Так, например, человек попадает в ловушку власти, требуя послушания от других в попытке насытить потребность в безопасности или в собственной значимости. Но покорность не дает ни того, ни другого (потому что результат связывается с собственным воздействием, а не с доброй волей других людей; другие люди лишь объекты влияния) — и голод лишь усиливается, нужны все новые доказательства власти, все новые проявления лояльности. В конечном итоге человек оказывается опустошен, все его значимые отношения — разрушены.
Власть не является потребностью человека, а желание подчинять себе других лежит далеко от здоровой потребности в безопасности, значимости или принадлежности.
Для аддикции характерны два момента:
— неосознанность потребности, отрицание истинной нужды;
— (неотрефлексированное) отношение к другому человеку как к объекту, лишение его субъектности (а следовательно — свободы).
При наличии собственной осознанности и признания субъектности другого мы можем попросить о том, в чем нуждаемся, и признать право человека ответить на нашу просьбу согласием или отказом. Или мы можем признать наше желание неуместным в данном контексте, погрустить — и поискать желаемое в другом месте.
Если я в текущий момент остро нуждаюсь в заботе, и знаю это, а клиент от всего сердца приносит мне то кофе, то шоколад, я могу обсудить это в нашей терапии. Я могу спросить, произвожу ли я впечатление человека, о котором хочется позаботиться. Могу искренне поблагодарить. Могу узнать, каковы тайные надежды клиента, стоящие за этой заботой — как, в его представлении, могут измениться наши отношения, если он будет заботиться обо мне. Могу увидеть его собственную потребность в заботе, которую, возможно, он стал получать от меня меньше в последнее время. И, наконец, могу подумать, как мне напитать мою потребность в более подходящих для этого отношениях.
Аддикция — это гонка за ускользающим призом. Когда за ускользающим призом гонятся двое — это созависимые отношения.
Когда терапевт нуждается в чем-то, и пытается тайно взять это в отношениях с клиентом — а клиент, в свою очередь, тоже надеется, питая терапевта, получить нечто важное для себя — это и есть борьба за ускользающий приз.

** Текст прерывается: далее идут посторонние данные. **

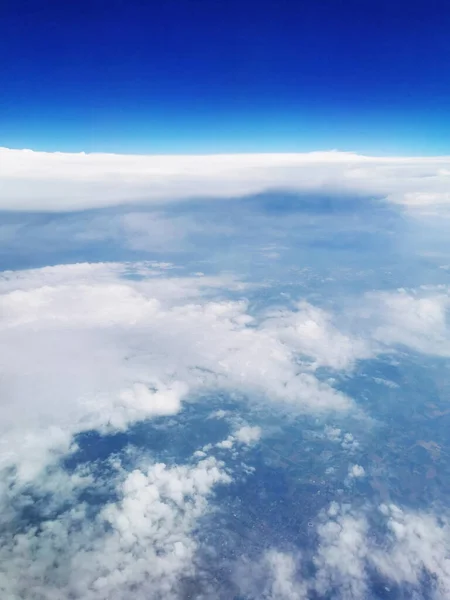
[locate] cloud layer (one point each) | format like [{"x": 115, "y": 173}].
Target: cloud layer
[{"x": 60, "y": 182}]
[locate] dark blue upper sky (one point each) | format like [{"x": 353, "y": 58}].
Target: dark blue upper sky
[{"x": 225, "y": 75}]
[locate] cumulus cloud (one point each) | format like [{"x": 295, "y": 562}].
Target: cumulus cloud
[
  {"x": 414, "y": 543},
  {"x": 95, "y": 346},
  {"x": 417, "y": 318},
  {"x": 275, "y": 576},
  {"x": 311, "y": 332},
  {"x": 142, "y": 545},
  {"x": 39, "y": 180},
  {"x": 356, "y": 471},
  {"x": 353, "y": 545}
]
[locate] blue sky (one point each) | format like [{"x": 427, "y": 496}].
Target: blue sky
[{"x": 189, "y": 76}]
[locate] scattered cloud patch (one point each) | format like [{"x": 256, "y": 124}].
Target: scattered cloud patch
[{"x": 38, "y": 180}]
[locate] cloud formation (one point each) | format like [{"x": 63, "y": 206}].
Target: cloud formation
[
  {"x": 58, "y": 181},
  {"x": 103, "y": 346},
  {"x": 142, "y": 545}
]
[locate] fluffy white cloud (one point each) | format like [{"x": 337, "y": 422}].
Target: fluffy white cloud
[
  {"x": 356, "y": 471},
  {"x": 39, "y": 180},
  {"x": 142, "y": 545},
  {"x": 274, "y": 577},
  {"x": 414, "y": 543},
  {"x": 102, "y": 346},
  {"x": 310, "y": 331},
  {"x": 415, "y": 318}
]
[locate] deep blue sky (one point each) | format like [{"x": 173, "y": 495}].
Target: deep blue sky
[{"x": 225, "y": 75}]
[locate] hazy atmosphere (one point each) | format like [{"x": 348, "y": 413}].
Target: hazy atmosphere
[{"x": 224, "y": 301}]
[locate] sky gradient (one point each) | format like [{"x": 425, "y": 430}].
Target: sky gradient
[{"x": 203, "y": 77}]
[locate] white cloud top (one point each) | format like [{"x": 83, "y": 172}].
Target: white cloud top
[{"x": 59, "y": 182}]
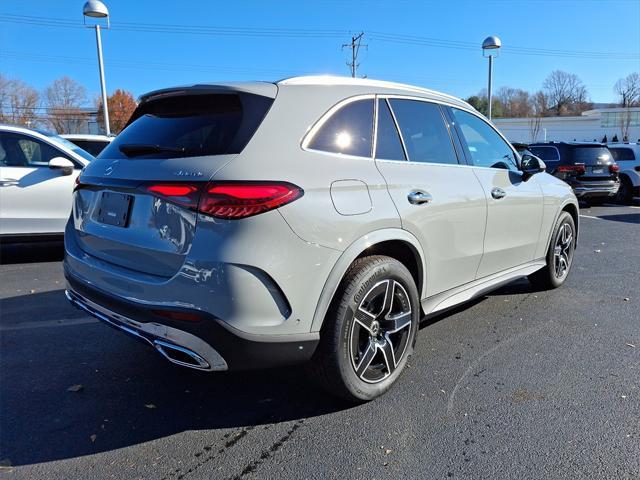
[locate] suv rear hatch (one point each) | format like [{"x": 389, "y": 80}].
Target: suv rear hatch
[{"x": 136, "y": 205}]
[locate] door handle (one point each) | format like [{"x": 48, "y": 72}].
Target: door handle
[
  {"x": 418, "y": 198},
  {"x": 498, "y": 193}
]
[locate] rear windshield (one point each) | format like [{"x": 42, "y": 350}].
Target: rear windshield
[
  {"x": 190, "y": 126},
  {"x": 548, "y": 154},
  {"x": 623, "y": 154},
  {"x": 591, "y": 155}
]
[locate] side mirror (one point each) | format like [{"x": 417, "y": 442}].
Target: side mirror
[
  {"x": 530, "y": 165},
  {"x": 63, "y": 164}
]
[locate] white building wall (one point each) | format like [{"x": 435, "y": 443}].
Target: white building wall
[{"x": 587, "y": 127}]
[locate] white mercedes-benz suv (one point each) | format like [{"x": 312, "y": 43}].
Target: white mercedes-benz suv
[{"x": 315, "y": 219}]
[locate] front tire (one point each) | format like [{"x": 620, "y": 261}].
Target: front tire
[
  {"x": 370, "y": 330},
  {"x": 559, "y": 255}
]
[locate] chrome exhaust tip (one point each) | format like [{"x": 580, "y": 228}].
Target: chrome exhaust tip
[{"x": 181, "y": 356}]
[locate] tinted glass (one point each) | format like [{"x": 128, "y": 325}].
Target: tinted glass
[
  {"x": 23, "y": 151},
  {"x": 348, "y": 131},
  {"x": 548, "y": 154},
  {"x": 94, "y": 147},
  {"x": 591, "y": 155},
  {"x": 191, "y": 125},
  {"x": 486, "y": 147},
  {"x": 622, "y": 154},
  {"x": 424, "y": 132},
  {"x": 388, "y": 146}
]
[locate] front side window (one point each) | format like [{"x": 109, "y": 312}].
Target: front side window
[
  {"x": 388, "y": 144},
  {"x": 485, "y": 146},
  {"x": 18, "y": 150},
  {"x": 548, "y": 154},
  {"x": 424, "y": 132},
  {"x": 348, "y": 131}
]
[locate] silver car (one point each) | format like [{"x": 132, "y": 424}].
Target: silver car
[{"x": 316, "y": 219}]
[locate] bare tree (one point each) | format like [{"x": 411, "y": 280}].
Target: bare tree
[
  {"x": 515, "y": 102},
  {"x": 64, "y": 98},
  {"x": 18, "y": 102},
  {"x": 565, "y": 93},
  {"x": 628, "y": 89}
]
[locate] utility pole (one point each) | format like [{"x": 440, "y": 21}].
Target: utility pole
[{"x": 355, "y": 48}]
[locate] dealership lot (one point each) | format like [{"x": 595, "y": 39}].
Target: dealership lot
[{"x": 520, "y": 384}]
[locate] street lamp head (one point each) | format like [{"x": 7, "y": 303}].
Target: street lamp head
[
  {"x": 95, "y": 9},
  {"x": 491, "y": 43}
]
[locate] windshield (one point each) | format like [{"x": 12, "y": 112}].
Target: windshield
[{"x": 72, "y": 146}]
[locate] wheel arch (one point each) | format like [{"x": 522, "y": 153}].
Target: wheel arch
[{"x": 393, "y": 242}]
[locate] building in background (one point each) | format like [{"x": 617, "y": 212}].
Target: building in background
[{"x": 591, "y": 125}]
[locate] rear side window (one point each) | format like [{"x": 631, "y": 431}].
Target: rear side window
[
  {"x": 591, "y": 155},
  {"x": 388, "y": 144},
  {"x": 622, "y": 154},
  {"x": 486, "y": 147},
  {"x": 190, "y": 126},
  {"x": 349, "y": 130},
  {"x": 424, "y": 132},
  {"x": 548, "y": 154}
]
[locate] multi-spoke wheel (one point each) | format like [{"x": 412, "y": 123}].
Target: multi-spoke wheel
[
  {"x": 559, "y": 255},
  {"x": 370, "y": 330}
]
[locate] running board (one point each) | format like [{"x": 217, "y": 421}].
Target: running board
[{"x": 471, "y": 290}]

В первой части книги мы рассматривали серию интервью клиентской истории о злоупотреблении. Это история аддикции. Терапевт в чем-то нуждался — возможно, в близких задушевных отношениях, или в переживании собственной ценности; и клиентка, изобретая разные способы его насытить, ожидала в ответ его особой защиты и заботы, хотела быть драгоценной для него. Но ни тот, ни другая в итоге не получили ничего.
Будь они на равных, это была бы история неудачных романтических отношений.
Но терапия — это не романтическая история.
Психотерапия — это «прояснение темных мест»: то есть восстановление и проговаривание таких моментов поведения, чувств, конфликтов, которые в других случаях не выражаются словами, не попадают в ясный свет сознания.
Поэтому психотерапия — это искусство честности с самим собой. Бережной — и одновременно мужественной прямоты.
Этот фокус невозможно проделать одной только силой воли, даже зная, что честность необходима, даже желая ее. Для этого нужна способность любить, способность строить здоровую привязанность, о которой речь еще впереди.
Представьте, что вы смотрите кино: банальный, но от этого не менее жизненный поворот сюжета — есть героиня (представьте ее прекрасной) и герой. Она в отчаянии, возможно — в беде, обращается к нему с просьбой о помощи и защите. Ее лицо залито слезами, глаза распахнуты, она прижимается к нему. Он готов ей помочь, и вдруг, в какой-то момент в порыве страсти начинает ее целовать — дальше дорисуйте сами. Мы все сто раз это видели.
Поставьте себя на место героя и попробуйте вдумчиво ответить: откуда берется эта вспышка желания?
Что в просьбе о помощи пробуждает эротические чувства?
И почему
Когда люди в кабинете психотерапевта признаются в своих страхах, делятся тайнами прошлого, сожалеют, горюют, доверяются — они очень сильно стесняются своей «слабости». Иногда они смотрятся в зеркало, чтобы проверить, не сильно ли слезы изуродовали лицо, иногда прячут лицо в салфетку или в подушку, отворачиваются или сутулятся.
Люди не знают, что в эти минуты они прекрасны. Их наполняет свет — не какой-то мистический там. Свет самой жизни. Ничего прекрасней лица, в котором проступает душа, нет на земле. Как будто юнгианское Божественное Дитя выглядывает из плачущих глаз. Это вызывает в свидетеле чувство сродни благоговению — и иногда порыв страсти, не зависящий от пола собеседника.
Потому что живое обладает магнетизмом.